Existing speech-based brain–computer interfaces (BCIs) predominantly employ cascaded decoding (phoneme → text), hindering end-to-end joint optimization and failing to unify the neural representations of attempted and imagined speech. Method: We propose the first end-to-end Brain-to-Text framework, featuring a cross-task, cross-species pretrained neural encoder; integrated cross-modal contrastive learning; alignment with audio large language models; and cascaded n-gram language model–based refinement. Contribution/Results: Our method achieves the first direct mapping from neural signals to coherent, grammatically plausible text. On the Brain-to-Text ’24/’25 benchmarks, it establishes new state-of-the-art performance, reducing word error rate from 24.69% to 10.22%. Crucially, it successfully aligns and generalizes across attempted and imagined speech representations—enabling a novel paradigm for language restoration in aphasic patients.

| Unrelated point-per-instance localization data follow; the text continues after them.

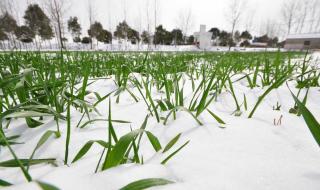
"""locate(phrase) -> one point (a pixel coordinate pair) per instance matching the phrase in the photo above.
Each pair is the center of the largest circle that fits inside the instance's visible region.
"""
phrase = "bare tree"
(234, 14)
(91, 16)
(185, 21)
(302, 14)
(155, 19)
(289, 14)
(57, 9)
(270, 27)
(148, 20)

Speech brain-computer interfaces (BCIs) aim to restore communication for people with paralysis by translating neural activity into text. Most systems use cascaded frameworks that decode phonemes before assembling sentences with an n-gram language model (LM), preventing joint optimization of all stages simultaneously. Here, we introduce an end-to-end Brain-to-Text (BIT) framework that translates neural activity into coherent sentences using a single differentiable neural network. Central to our approach is a cross-task, cross-species pretrained neural encoder, whose representations transfer to both attempted and imagined speech. In a cascaded setting with an n-gram LM, the pretrained encoder establishes a new state-of-the-art (SOTA) on the Brain-to-Text '24 and '25 benchmarks. Integrated end-to-end with audio large language models (LLMs) and trained with contrastive learning for cross-modal alignment, BIT reduces the word error rate (WER) of the prior end-to-end method from 24.69% to 10.22%. Notably, we find that small-scale audio LLMs markedly improve end-to-end decoding. Beyond record-setting performance, BIT aligns attempted and imagined speech embeddings to enable cross-task generalization. Altogether, our approach advances the integration of large, diverse neural datasets, paving the way for an end-to-end decoding framework that supports seamless, differentiable optimization.